Em 1842, Samuel Earnshaw provou uma hipótese no magnetismo, dando origem ao Teorema de Earnshaw, nomeado em sua homenagem. Em resumo, o teorema diz que “nenhum corpo pode estar em equilíbrio estável de sobre ele só atuarem forças eletrostáticas”. É isso, por exemplo, que dificulta a levitação magnética. Então, para levitar coisas, precisamos de campos magnéticos especiais, produzidos com algumas características específicas.
E bom, esse teorema possui outras implicações. Uma delas, então, é de que o ponto de força máxima de um campo magnético não pode estar fora da fonte. Ou seja, não existe a possibilidade de se criar um campo magnético no espaço vazio. Isso implica que não podemos controlar um campo magnético à distância. Por exemplo, sofremos efeitos do campo magnético da Terra – e a bússola é uma prova disso. Mas esse campo não vem do nada. Ele vem, portanto, principalmente das movimentações de metais próximos ao núcleo da Terra. O campo magnético obrigatoriamente circunda o objeto que o gera.
O Teorema de Earnshaw não está errado
E não, Earnshaw não errou. Seu teorema no magnetismo é uma consequência direta da Lei de Gauss – uma importante lei do eletromagnetismo, uma das bases dessa área. Portanto, o Teorema de Earnshaw continua a valer.

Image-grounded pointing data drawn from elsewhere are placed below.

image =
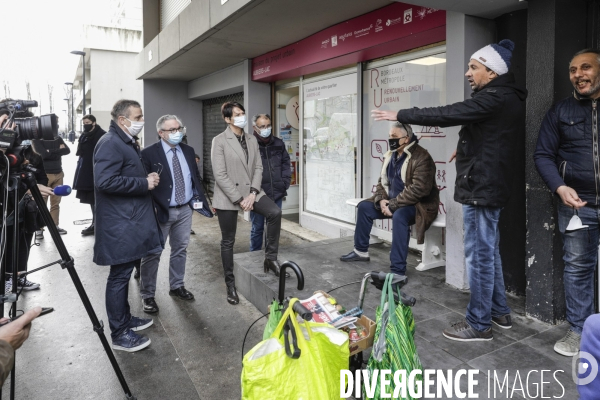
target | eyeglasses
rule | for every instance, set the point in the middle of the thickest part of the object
(180, 129)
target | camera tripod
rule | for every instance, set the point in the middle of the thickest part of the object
(66, 262)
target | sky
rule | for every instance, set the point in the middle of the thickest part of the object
(38, 38)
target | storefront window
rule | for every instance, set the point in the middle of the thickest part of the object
(287, 125)
(330, 136)
(415, 83)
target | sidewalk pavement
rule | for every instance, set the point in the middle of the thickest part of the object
(196, 346)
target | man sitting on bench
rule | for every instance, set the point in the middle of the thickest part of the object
(406, 192)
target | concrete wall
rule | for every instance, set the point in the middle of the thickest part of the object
(151, 20)
(464, 36)
(115, 39)
(554, 35)
(227, 81)
(170, 97)
(112, 77)
(257, 95)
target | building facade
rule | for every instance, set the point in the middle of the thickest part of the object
(111, 49)
(319, 68)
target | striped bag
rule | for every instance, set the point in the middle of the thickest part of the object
(394, 347)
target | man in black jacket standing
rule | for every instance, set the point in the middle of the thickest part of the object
(83, 181)
(277, 173)
(180, 180)
(52, 152)
(126, 225)
(490, 129)
(566, 157)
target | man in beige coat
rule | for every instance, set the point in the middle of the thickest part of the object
(237, 168)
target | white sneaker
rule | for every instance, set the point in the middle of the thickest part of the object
(569, 345)
(24, 284)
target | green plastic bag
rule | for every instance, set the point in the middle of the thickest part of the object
(273, 321)
(269, 373)
(394, 345)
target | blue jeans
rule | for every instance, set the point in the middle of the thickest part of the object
(580, 256)
(117, 304)
(484, 266)
(402, 219)
(258, 228)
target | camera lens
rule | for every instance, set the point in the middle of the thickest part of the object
(44, 127)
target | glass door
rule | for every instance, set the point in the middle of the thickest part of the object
(330, 137)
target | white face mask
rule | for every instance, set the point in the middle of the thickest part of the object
(265, 132)
(135, 128)
(240, 121)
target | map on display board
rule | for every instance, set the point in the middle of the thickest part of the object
(330, 133)
(415, 83)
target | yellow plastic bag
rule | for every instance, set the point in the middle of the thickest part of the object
(270, 374)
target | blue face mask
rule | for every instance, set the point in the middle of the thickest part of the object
(175, 138)
(265, 132)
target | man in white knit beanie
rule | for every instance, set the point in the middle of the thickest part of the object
(492, 123)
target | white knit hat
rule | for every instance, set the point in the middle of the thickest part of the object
(496, 56)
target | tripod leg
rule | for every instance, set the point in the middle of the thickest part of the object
(69, 265)
(15, 268)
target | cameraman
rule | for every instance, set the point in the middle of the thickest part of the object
(52, 152)
(28, 215)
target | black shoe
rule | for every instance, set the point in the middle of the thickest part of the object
(232, 297)
(150, 306)
(274, 266)
(463, 332)
(352, 256)
(88, 231)
(182, 293)
(504, 321)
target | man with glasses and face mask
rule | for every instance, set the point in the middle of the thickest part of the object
(277, 173)
(492, 122)
(180, 179)
(126, 226)
(406, 192)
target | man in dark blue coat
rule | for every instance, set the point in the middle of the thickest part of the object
(126, 226)
(566, 156)
(180, 182)
(277, 173)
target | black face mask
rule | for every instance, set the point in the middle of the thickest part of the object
(394, 144)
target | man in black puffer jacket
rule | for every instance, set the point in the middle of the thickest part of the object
(277, 173)
(52, 152)
(566, 157)
(491, 128)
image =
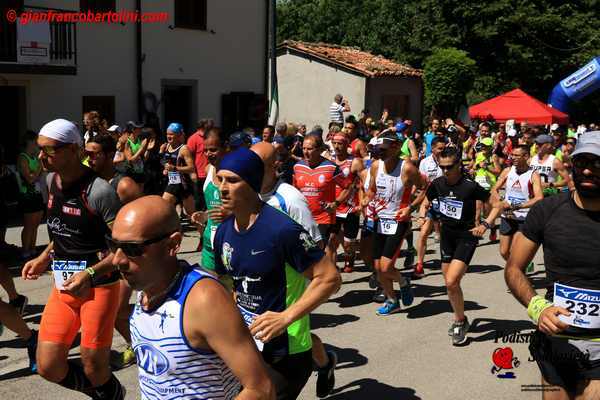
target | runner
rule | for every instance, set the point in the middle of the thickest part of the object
(390, 189)
(270, 289)
(523, 188)
(549, 167)
(100, 151)
(566, 345)
(431, 169)
(186, 332)
(178, 169)
(457, 196)
(347, 216)
(288, 199)
(81, 208)
(315, 177)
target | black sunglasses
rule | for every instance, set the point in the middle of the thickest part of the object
(133, 248)
(584, 162)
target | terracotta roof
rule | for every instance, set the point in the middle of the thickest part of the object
(353, 58)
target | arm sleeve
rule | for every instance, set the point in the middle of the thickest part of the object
(299, 249)
(533, 228)
(103, 200)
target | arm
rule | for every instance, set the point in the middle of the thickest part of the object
(210, 319)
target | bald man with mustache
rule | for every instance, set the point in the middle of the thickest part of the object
(181, 311)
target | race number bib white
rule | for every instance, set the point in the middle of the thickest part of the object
(174, 178)
(387, 226)
(583, 304)
(249, 318)
(63, 270)
(451, 208)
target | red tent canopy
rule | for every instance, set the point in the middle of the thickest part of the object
(519, 106)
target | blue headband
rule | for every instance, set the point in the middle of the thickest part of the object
(247, 164)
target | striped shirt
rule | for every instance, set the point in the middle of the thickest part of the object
(168, 367)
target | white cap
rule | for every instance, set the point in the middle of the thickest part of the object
(61, 130)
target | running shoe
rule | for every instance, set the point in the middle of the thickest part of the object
(124, 359)
(418, 272)
(406, 294)
(389, 307)
(379, 296)
(31, 351)
(530, 268)
(19, 304)
(459, 335)
(326, 376)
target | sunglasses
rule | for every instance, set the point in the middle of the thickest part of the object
(584, 162)
(51, 150)
(448, 167)
(133, 248)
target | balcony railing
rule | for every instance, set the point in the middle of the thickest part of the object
(59, 57)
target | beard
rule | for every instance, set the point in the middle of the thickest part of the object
(586, 191)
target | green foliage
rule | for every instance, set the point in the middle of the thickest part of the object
(448, 76)
(530, 44)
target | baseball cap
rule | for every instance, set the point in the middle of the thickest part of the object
(588, 143)
(543, 138)
(238, 139)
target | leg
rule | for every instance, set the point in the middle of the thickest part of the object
(453, 273)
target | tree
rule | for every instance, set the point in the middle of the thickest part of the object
(448, 77)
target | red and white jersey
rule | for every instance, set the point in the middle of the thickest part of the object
(347, 178)
(318, 186)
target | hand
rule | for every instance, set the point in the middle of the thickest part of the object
(478, 230)
(79, 284)
(269, 325)
(549, 322)
(33, 269)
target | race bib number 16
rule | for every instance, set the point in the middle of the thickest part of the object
(583, 304)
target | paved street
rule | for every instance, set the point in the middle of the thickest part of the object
(403, 356)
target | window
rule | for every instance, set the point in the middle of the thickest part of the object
(190, 14)
(105, 105)
(97, 5)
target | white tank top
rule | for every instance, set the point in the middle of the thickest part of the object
(545, 169)
(519, 189)
(390, 195)
(168, 367)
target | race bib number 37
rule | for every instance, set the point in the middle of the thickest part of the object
(63, 270)
(583, 304)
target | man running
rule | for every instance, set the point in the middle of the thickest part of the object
(81, 208)
(429, 167)
(178, 169)
(347, 217)
(186, 331)
(549, 167)
(392, 182)
(523, 188)
(566, 345)
(270, 274)
(100, 151)
(457, 196)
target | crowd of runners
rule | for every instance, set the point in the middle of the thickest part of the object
(282, 214)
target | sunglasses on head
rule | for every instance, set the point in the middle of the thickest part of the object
(133, 248)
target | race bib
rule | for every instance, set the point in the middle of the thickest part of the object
(174, 178)
(387, 226)
(63, 270)
(451, 208)
(249, 318)
(583, 304)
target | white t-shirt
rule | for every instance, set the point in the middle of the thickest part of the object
(288, 199)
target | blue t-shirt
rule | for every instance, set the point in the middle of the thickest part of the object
(266, 263)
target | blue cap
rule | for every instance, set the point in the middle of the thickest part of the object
(175, 127)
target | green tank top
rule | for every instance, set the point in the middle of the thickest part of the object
(212, 196)
(34, 165)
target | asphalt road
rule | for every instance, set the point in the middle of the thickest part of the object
(404, 356)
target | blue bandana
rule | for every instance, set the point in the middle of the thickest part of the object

Você não pode criar um campo magnético no espaço livre.
“Se você não pode ter um máximo de campo magnético no espaço vazio, isso significa que você não pode criar o campo de uma fonte magnética remotamente, sem colocar uma fonte [magnética] real no local de destino”, explicou ao portal Live Science a física italiana Rosa Mach-Batlle, do Instituto Italiano de Tecnologia.
A pesquisadora liderou um estudo onde a equipe conseguiu burlar esse princípio do eletromagnetismo – não quebrando as leis da física, mas utilizando uma ilusão. “Nossa estratégia leva a uma focalização sem precedentes de campos magnéticos no espaço vazio e permite o cancelamento remoto de fontes magnéticas, abrindo um caminho para a manipulação de campos magnéticos em regiões inacessíveis”, escrevem os pesquisadores no resumo do artigo.
É importante criar e manipular campos magnéticos à distância, em espaços livres, por exemplo, para a medicina. Os médicos conduzem alguns tipos de medicamentos com campos magnéticos. Mas o procedimento é bastante invasivo, já que ele precisa de uma fonte dentro da pessoa, em alguns casos. Manipular o campo a distância significa procedimentos menos invasivos, nesse caso.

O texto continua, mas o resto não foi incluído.